Aspling stayed in military encampments, similar to tent cities, in different regions, she said.
"I told people I was going to the spa since there was sand and it was warm," Aspling joked.
But it was far from the luxury of such accommodations.
She bunked with other military personnel, hanging sheets up for privacy. She often had to walk up to a mile to use the restroom, using a dim flashlight to find her way in the dark. She also had 300 pounds of personal gear to tote.
"It's amazing how basic you can live and you do just fine," she said.
Despite the conditions, morale remained high among the military personnel, according to Aspling. "The spirit was incredible," she said.
When she was not on a mission, she spent her time working out to stay in top physical shape, she said.
She also took hospital papers to work on and wrote four papers for her fellowship with the American College of Healthcare Executives.
Aspling said the trip was a chance of a lifetime. "I got to see parts of the world that were not on my vacation list," she said. "But I'm very glad to be home."
She came to appreciate the spectrum of colors upon her return, comparing them to the tan tones of the desert and military uniforms. "You forget there is color to everything," she said.
As part of her reserve duties, she transports military or U.S. Department of Defense patients to military hospitals a couple weekends a month to maintain her skills.
Col.
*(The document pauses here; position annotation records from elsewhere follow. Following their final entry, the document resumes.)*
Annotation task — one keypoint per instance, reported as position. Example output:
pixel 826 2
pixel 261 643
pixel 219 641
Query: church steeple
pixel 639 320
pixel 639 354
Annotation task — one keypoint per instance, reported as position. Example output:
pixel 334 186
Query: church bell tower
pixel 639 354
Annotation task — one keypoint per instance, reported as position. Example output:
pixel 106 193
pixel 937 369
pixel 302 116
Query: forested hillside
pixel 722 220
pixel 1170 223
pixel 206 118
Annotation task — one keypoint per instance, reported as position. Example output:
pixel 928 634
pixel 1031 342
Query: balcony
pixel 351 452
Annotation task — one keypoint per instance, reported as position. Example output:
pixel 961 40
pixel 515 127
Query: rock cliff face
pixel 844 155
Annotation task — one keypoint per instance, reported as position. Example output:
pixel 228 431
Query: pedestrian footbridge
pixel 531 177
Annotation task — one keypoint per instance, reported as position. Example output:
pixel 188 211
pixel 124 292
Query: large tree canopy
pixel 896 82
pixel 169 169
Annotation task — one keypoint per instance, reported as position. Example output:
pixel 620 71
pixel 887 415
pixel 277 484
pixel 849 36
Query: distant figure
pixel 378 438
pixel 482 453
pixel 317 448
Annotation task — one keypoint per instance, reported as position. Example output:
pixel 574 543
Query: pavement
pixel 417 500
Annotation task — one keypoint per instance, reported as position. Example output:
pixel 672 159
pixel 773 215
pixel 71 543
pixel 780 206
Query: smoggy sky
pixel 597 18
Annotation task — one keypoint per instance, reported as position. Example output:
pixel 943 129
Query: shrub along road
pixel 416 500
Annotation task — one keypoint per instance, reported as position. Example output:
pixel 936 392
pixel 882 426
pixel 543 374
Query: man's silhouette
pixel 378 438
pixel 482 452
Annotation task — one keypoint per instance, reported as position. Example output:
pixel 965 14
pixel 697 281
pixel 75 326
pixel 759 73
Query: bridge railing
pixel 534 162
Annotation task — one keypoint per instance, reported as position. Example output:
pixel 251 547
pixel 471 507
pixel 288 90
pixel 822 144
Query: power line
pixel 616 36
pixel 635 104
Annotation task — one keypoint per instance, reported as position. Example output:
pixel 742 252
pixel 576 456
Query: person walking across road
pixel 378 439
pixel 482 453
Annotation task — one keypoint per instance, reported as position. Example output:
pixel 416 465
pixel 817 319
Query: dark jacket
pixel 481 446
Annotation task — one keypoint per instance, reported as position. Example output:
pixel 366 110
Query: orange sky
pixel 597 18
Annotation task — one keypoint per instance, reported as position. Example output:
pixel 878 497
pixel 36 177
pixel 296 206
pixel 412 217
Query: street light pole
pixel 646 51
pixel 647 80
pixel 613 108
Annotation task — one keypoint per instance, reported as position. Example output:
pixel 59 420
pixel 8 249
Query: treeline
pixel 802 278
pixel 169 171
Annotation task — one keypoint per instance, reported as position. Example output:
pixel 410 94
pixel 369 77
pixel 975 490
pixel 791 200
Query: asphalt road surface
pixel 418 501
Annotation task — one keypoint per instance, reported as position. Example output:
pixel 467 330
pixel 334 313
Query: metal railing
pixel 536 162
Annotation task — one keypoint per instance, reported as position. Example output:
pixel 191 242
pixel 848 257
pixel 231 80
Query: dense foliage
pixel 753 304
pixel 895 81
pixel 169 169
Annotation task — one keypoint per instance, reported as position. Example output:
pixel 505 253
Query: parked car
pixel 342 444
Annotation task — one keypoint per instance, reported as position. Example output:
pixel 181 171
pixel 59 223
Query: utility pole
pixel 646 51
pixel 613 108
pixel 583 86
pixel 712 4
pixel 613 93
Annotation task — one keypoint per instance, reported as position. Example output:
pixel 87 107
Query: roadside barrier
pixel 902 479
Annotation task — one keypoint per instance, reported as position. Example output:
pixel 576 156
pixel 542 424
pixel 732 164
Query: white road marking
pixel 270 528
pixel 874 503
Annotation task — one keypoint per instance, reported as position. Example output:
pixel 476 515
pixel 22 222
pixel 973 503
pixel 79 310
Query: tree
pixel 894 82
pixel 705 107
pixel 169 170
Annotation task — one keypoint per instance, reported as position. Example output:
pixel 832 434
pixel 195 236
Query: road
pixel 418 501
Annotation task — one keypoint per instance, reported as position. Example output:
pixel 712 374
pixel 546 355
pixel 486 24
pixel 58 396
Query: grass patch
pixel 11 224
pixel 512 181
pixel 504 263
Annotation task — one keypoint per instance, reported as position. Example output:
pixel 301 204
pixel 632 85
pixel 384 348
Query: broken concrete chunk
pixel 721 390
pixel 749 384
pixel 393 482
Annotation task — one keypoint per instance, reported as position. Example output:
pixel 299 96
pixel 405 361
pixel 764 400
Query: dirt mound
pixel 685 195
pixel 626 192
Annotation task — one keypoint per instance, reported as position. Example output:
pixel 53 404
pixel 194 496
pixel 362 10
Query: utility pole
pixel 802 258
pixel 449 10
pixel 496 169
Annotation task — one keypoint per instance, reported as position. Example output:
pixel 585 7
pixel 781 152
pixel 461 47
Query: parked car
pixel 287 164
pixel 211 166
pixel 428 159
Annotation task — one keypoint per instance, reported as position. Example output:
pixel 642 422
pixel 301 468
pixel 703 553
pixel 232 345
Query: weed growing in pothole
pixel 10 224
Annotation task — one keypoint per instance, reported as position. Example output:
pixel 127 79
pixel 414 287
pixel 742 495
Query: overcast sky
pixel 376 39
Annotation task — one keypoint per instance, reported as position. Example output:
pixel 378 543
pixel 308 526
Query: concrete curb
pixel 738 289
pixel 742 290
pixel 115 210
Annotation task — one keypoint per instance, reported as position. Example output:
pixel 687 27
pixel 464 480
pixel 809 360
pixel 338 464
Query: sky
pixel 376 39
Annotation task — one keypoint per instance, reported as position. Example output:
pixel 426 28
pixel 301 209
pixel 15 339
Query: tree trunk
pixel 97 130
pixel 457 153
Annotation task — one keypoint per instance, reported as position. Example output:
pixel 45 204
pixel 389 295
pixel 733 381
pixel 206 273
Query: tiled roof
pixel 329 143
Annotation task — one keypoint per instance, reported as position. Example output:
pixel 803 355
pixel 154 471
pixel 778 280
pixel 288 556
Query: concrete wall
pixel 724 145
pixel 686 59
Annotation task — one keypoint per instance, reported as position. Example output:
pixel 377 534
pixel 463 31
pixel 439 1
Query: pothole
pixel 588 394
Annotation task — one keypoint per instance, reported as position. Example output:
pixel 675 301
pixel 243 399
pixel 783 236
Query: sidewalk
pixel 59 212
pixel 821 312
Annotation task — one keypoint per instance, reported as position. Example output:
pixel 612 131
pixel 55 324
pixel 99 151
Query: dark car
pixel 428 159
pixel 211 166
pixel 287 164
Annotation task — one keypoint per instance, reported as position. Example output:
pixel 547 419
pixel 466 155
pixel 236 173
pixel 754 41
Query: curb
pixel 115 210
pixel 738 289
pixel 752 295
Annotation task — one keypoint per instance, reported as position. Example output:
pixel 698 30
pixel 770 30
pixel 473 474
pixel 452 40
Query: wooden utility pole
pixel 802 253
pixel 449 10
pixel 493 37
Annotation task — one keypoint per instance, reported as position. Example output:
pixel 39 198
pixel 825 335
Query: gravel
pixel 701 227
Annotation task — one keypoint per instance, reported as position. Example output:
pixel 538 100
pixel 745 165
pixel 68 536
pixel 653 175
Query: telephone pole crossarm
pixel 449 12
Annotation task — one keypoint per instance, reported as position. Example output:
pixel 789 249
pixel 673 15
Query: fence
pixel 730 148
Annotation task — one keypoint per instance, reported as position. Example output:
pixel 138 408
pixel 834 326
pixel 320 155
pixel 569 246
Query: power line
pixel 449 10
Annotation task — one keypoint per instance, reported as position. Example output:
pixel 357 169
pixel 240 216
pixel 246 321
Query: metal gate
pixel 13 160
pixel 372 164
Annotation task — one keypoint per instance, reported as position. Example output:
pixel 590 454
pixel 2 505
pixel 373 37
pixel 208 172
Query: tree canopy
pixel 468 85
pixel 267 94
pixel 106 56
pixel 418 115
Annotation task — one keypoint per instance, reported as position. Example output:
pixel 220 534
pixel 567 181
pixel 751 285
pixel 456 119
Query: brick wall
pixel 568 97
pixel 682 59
Ron Rutland, who is the operations group commander for the 349th unit, said Aspling is an outstanding example of a citizen-airman.
"Her dedication to duty and her country is what makes the United States the land of the free," he said.
Six people have been deployed from Travis Air Force Base for missions, she said.
Aspling was thankful for the hospital supporting her military service, saying it can be a hardship for some employers. "The hospital has just been great," she said.
The hospital administrator has worked almost nine years at Lodi Memorial, including five in her current position.
She has been catching up with e-mail and hospital work since returning home.
Carol Farron, Lodi Memorial's spokeswoman, said Aspling wears many hats at the hospital. She oversees nursing and diagnostic services and the eight hospital clinics and works with medical staff.
"Her responsibilities are quite hefty. We missed her a lot when she was gone. It's hard to find someone to pinch hit for her," Farron said.
A couple of hospital leaders helped out with her job while the administrator was serving overseas, she said.
Farron said hospital officials respected Aspling's call to duty and the sacrifice her family made in her absence.
"We're glad to have her home safe and sound," she said.
Aspling lives in Sacramento with her husband, Bart, who is also a commander in the air medical staging facilitator in the reserves at Travis. The couple have four grown children and an 11-year-old daughter.